Minigo supports running inference on Cloud TPU. Build //cc:selfplay with --define=tpu=1 and run with --model=tpu:$BUFFER_COUNT:$TPU_NAME,$PATH (see above).

To freeze a model into a GraphDef proto that can be run on Cloud TPU, use freeze_graph.py:

python freeze_graph.py \
  --model_path=$MODEL_PATH \
  --use_tpu=true \
  --tpu_name=$TPU_NAME \
  --num_tpu_cores=8

Where $MODEL_PATH is the path to your model (either a local file or one on Google Cloud Storage), and $TPU_NAME is the gRPC name of your TPU, e.g. grpc://10.240.2.10:8470. This can be found from the output of gcloud beta compute tpus list.

This command must be run from a Cloud TPU-ready GCE VM.

This invocation to freeze_graph.py will replicate the model 8 times so that it can run on all eight cores of a Cloud TPU. To take advantage of this parallelism when running selfplay, virtual_losses * parallel_games must be at least 8, ideally 128 or higher.

The C++ Minigo implementation requires that the board size be defined at compile time, using the MINIGO_BOARD_SIZE preprocessor define. This allows us to significantly reduce the number of heap allocations performed. The build scripts are configured to compile with MINIGO_BOARD_SIZE=19 by default. To compile a version that works with a 9x9 board, invoke Bazel with --define=board_size=9.

Minigo supports writing eval and selfplay results to Bigtable.

Build with --define=bt=1 and run with --output_bigtable=<PROJECT>,<INSTANCE>,<TABLE>.

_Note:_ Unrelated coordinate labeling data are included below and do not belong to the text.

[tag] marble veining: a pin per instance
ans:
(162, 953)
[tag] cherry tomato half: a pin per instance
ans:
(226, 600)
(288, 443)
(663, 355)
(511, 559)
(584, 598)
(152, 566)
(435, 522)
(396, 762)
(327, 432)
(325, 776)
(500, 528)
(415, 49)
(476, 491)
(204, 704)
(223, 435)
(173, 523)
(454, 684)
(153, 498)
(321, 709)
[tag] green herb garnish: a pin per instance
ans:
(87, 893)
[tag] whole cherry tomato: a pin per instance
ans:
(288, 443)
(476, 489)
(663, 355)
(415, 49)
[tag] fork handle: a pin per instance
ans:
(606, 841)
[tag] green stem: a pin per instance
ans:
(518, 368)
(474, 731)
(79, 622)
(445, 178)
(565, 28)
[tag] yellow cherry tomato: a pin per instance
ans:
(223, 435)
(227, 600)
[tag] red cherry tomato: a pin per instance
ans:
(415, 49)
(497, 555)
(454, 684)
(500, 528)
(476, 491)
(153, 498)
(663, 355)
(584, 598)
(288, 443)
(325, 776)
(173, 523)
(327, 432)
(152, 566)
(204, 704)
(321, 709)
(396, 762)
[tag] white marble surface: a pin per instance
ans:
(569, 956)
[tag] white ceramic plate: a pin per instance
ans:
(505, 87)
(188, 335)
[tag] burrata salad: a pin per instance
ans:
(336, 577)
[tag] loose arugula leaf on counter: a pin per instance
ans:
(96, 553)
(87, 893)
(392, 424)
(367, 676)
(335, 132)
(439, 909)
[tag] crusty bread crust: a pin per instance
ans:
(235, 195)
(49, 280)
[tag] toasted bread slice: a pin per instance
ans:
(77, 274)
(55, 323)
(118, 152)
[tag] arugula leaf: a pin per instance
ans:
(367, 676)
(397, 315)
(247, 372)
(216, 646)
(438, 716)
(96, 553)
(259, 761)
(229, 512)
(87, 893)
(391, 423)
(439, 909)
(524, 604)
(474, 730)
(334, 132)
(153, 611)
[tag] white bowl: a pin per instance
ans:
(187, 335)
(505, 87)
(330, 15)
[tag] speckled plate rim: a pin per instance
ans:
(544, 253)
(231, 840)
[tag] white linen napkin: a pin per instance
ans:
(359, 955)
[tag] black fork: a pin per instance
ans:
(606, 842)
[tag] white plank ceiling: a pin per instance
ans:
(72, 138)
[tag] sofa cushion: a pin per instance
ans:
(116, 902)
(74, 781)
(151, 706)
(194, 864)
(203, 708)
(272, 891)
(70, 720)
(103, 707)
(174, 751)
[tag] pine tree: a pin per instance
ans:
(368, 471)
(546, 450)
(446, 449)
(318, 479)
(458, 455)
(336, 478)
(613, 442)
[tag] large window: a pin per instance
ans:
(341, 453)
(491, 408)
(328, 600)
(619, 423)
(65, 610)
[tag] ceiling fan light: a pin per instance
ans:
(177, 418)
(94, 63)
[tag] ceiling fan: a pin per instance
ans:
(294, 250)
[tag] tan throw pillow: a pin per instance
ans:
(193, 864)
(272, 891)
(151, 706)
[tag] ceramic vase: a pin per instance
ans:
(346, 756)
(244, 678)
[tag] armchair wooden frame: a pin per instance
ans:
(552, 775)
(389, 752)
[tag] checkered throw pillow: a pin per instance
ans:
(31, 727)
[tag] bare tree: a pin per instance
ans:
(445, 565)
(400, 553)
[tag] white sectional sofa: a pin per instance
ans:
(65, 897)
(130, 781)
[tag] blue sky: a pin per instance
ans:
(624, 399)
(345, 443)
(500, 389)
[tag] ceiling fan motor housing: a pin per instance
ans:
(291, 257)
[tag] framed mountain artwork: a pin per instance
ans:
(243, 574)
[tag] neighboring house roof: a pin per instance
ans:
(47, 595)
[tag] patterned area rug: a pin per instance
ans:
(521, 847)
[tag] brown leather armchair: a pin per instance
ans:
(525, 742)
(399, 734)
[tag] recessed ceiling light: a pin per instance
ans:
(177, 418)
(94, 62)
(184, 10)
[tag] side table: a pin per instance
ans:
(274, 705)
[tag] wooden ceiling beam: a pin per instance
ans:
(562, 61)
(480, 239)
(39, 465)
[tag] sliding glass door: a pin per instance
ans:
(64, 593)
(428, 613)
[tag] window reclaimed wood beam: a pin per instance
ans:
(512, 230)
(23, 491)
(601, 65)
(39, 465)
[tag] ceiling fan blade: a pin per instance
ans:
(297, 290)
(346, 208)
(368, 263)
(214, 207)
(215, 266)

For eval this would look something like

bazel-bin/cc/eval \
  --model=<MODEL_1> \
  --model_two=<MODEL_2> \
  --parallel_games=4 \
  --num_readouts=32
  --sgf_dir=sgf \
  --output_bigtable=<PROJECT>,minigo-instance,games

See number of eval games with

cbt -project=<PROJECT> -instance=minigo-instance \
  read games columns="metadata:eval_game_counter"

See eval results with

cbt -project=<PROJECT> -instance=minigo-instance \
  read games prefix="e_"

The C++ code follows Google's C++ style guide and we use cpplint to delint.